Alienation Provisions – Should a change of ownership occur, the ‘alienation provisions’ detail responsibilities (both outgoing and incoming) of tenants’ through a group of clauses. These will normally include factors such as ensuring the new buyer enters into a deed of covenant with the landlord; serving a notice of the change of ownership; and transferring the seller’s shares in the management company.
Flat Leases Only
Because of the ways that flats often depend on each other (i.e. maintenance of the building, using common parts etc.) this makes flat leases different from those for houses. Due to these additional provisions, the lease of a flat is generally longer and below are some clauses that are applicable to flats:
Insurance – Most flat leases will have a provision that covers an insurance policy, which ideally covers the entire building and is arranged by the landlord. The landlord then recovers this premium payment from their tenants so both parties know that the building is correctly insured.
Maintenance and Repair – In most cases, the common parts of a block of flats (the foundations, halls, roof, gardens etc.) will not be included in leases as they are retained by the landlord, who should, therefore, assume responsibility for the upkeep of these.

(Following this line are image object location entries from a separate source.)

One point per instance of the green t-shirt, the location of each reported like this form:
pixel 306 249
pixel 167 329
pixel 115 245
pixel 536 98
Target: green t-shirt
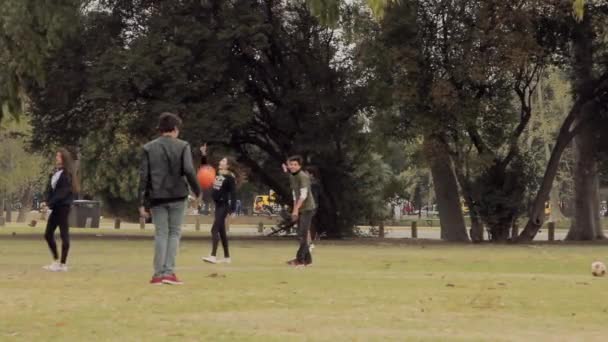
pixel 299 181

Service Charge – Provisions will be found in the lease when the landlord is responsible for the insurance, maintenance and repair of a building, which will allow them to cover the costs spent through their tenants in the form of a maintenance or service charge.
Access for Repair – Sometimes access to other parts of a building, including other flats, may be required by the tenant so they can adhere to the covenant of them maintaining their own flat. These rights of access to other areas in the building should be indicated within the lease with reasonable notice provided unless an emergency arises where no notice is required.
Rights of Services – Any service conduits (wires, cables, pipes etc.) that go into other parts of the building should be available for use by the tenant.
Rights of Way – A right of way for any communal access areas, such as drives, landings, lifts and staircases should be indicated within the lease.
Rights of Support and Shelter – Shelter and/or support should be provided from the flats above and below in case anything should happen to one of these.